Un siglo dedicado a proteger el medio ambiente

En los albores del siglo XX irrumpió la primera organización suiza de defensa de la naturaleza; después de cien años dedicados al combate por conservar el medio ambiente, Pro Natura se erige en faro de una época de calidas tinieblas y precipitadas extinciones.

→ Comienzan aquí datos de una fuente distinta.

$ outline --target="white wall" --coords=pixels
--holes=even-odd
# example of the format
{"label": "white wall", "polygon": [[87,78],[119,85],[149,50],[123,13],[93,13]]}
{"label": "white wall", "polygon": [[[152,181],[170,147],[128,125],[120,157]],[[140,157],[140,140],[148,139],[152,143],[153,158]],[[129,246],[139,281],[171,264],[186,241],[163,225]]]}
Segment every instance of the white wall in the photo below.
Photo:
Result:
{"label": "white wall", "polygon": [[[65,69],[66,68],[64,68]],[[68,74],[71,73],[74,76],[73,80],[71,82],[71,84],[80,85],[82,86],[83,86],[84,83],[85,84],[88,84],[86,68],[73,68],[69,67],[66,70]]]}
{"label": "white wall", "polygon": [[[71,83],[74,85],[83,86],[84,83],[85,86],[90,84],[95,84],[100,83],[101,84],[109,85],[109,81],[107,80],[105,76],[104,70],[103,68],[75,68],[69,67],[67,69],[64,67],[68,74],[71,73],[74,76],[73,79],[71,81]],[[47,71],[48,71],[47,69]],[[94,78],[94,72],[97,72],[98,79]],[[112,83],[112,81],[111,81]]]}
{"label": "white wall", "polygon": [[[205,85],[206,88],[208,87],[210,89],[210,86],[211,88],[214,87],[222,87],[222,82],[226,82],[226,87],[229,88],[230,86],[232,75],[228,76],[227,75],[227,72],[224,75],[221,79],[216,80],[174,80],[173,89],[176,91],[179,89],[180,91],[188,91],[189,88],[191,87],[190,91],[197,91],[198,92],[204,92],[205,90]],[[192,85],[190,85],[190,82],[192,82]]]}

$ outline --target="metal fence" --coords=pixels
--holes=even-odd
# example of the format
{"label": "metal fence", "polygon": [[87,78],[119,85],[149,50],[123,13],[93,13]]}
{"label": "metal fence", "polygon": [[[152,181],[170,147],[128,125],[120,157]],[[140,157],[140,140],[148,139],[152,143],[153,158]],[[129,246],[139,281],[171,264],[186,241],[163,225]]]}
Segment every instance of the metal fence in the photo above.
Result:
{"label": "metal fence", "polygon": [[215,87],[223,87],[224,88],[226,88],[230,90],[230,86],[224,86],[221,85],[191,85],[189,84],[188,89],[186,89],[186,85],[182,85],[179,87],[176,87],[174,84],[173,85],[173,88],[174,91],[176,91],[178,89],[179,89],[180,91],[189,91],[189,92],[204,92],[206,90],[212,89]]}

En busca de instaurar un Parque Nacional en Suiza nace en 1909 “Ein-Franken-Verein” (Asociación-un franco); la dinámica: mediante la colaboración de sus integrantes financia el alquiler de territorios del Valle de Cluozza para mitigar la degradación de la naturaleza provocada por el proceso de industrialización; la tenacidad de la organización viabilizó que el Parlamento Federal aprobara en 1914 la creación del primer Parque Nacional.

Años más tarde la organización muta su denominación: “Ein-Franken-Verein” se transforma en la Liga Suiza para la Protección de la Naturaleza (LSPN), para adoptar finalmente en 1997 el nombre actual; sin embargo, los fundamentos y estrategias son inmutables, lo que se plasma en variados logros: protección constitucional de humedales y aguas, contribuciones a la agricultura y desarrollo de los inventarios de biotopos.

Pro Natura designó al oso pardo como el animal del año: desde su extinción del territorio suizo en los primeros años del siglo pasado, la asociación busca su reimplantación. El oso, emblema de belleza y salvajismo, es la figura que resalta la oficina estatal de correos en un sello emitido este año para conmemorar el siglo de vida de la asociación.

No obstante, un elevado porcentaje de la población suiza desaprueba las políticas de Pro Natura que pretenden la reintroducción de osos, linces y lobos en los Alpes suizos.  Más aún: las autoridades cantonales abatieron a los osos que reaparecieron en 2005 debido a comportamientos “sospechosos”.

Otra de las estrategias que distinguen a la organización es la adquisición o arrendamiento de territorios para pretejerlos; en la actualidad administra más de 600 áreas, cuya superficie es superior a los 1.000 kilómetros cuadrados (Por cierto, esta superficie constituye más de la mitad del territorio protegido en Suiza).

La vitalidad de la asociación se desarrolla exponencialmente con el transcurrir del tiempo: más de 100.000 miembros, 30.000 donadores y centenares de voluntarios en todas las regiones manifiestan su fuerza. Y sus integrantes aún van por más: anhelan que en la conmemoración del centenario las autoridades instauren el segundo Parque Nacional de Suiza en la zona de Locarno.